Завтракали мы там же, на свежем воздухе, у телеги, полной степных цветов. Мама захватила все необходимое, до самовара. Потом, уже к обеду, мы вернулись, и на этот раз, вместо обеда, пили чай с пирожками и жареной рыбой, приготовленной накануне. Все были рады и довольны. Мама тоже, потому что занятие кухней утомительно. Папа шутил, что обед всухомятку еще лучше. Ну а мы, дети, и подавно веселились. После обеда сейчас же начали разборку цветов, сортировку по цвету, листву отдельно от цветов, а корешки — в корзину для посадки. И вот, когда отец отобрал одних цветов огромное решето, раздались тяжелые шаги, и вошла Прабка Варвара. Она прямо к решету и направилась, забрала его и, не сказав ни слова, понесла на кухню. “Хорошее варенье будет!” — сказала уже с порога. Отец обескураженно посмотрел ей вослед.

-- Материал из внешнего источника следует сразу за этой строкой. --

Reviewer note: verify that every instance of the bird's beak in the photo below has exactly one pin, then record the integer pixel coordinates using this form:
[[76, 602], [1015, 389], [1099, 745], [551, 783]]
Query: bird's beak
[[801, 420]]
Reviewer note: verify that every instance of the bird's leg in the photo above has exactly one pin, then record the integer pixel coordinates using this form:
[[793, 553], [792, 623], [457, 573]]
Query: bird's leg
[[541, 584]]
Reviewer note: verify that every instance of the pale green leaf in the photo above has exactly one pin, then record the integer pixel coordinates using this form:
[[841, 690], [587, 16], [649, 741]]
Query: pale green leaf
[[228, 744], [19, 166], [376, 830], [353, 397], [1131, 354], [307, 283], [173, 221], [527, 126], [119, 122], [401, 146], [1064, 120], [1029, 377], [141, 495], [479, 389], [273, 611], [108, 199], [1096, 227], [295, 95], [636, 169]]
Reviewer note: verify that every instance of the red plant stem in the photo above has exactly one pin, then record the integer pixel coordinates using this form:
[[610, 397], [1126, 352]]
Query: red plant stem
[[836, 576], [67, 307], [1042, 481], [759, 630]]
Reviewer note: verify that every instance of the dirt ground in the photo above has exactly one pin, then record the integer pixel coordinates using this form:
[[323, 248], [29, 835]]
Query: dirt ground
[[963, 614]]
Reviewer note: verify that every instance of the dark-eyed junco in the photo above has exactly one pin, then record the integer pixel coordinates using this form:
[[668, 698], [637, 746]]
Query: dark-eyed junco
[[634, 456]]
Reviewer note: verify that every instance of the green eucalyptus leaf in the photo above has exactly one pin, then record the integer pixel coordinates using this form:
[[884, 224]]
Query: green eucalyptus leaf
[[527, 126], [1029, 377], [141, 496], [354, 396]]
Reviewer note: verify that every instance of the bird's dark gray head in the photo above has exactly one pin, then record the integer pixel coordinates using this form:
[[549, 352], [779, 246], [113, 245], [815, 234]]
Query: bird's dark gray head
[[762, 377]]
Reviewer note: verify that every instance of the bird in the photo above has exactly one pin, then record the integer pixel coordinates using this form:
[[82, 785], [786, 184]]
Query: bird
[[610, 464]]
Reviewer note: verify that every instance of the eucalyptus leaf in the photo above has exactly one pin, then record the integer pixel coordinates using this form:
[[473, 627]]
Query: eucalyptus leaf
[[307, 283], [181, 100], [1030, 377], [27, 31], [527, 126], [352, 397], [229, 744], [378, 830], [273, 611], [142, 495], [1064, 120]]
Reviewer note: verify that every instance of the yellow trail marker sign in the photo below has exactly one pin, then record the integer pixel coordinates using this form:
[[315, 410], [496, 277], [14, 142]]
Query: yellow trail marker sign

Мама расхохоталась: “А ты говоришь, я тебе мешаю в твоих делах! — сказала она. — А Прабке ни слова не говоришь”. — “Ничего… Ничего… — потеряно возразил тот. — Она же у нас царица древняя!.. Что хочет, то и делает”. — “Ну, а как же теперь будем?” — “Да… поедем еще и завтра, — махнул рукой папа. — Не отнимать же у Прабки”. Он все вздыхал. Между тем, мама время от времени смеялась. Нам детям было в диковину, и мы не понимали, отчего она смеется. Только позже узнали: он сам был такой, брал из рук у кого угодно работу и пускал ее в дело, какое сам придумал, а тут — нашла коса на камень. Прабка, еще деда вынянчившая, а не только отца, пользовалась совершенным преклонением всех. У нее на первом месте были дети, потом наша мама, к которой Прабка относилась нежно, а отец должен был выслушивать: “Ну, Петя, как тебе не стыдно? Ты не знаешь, что перед тем, как в дрожди хмель класть, надо сказать — “сладко подходи, броди, не переброди, не то — огонку скажу!” Отец, с высшим образованием, да еще священник, должен был молчать! А иной раз Прабке не понравится, она и скажет: “А ты, Петя, ступай в сад, походи!” — и отец покорно шел.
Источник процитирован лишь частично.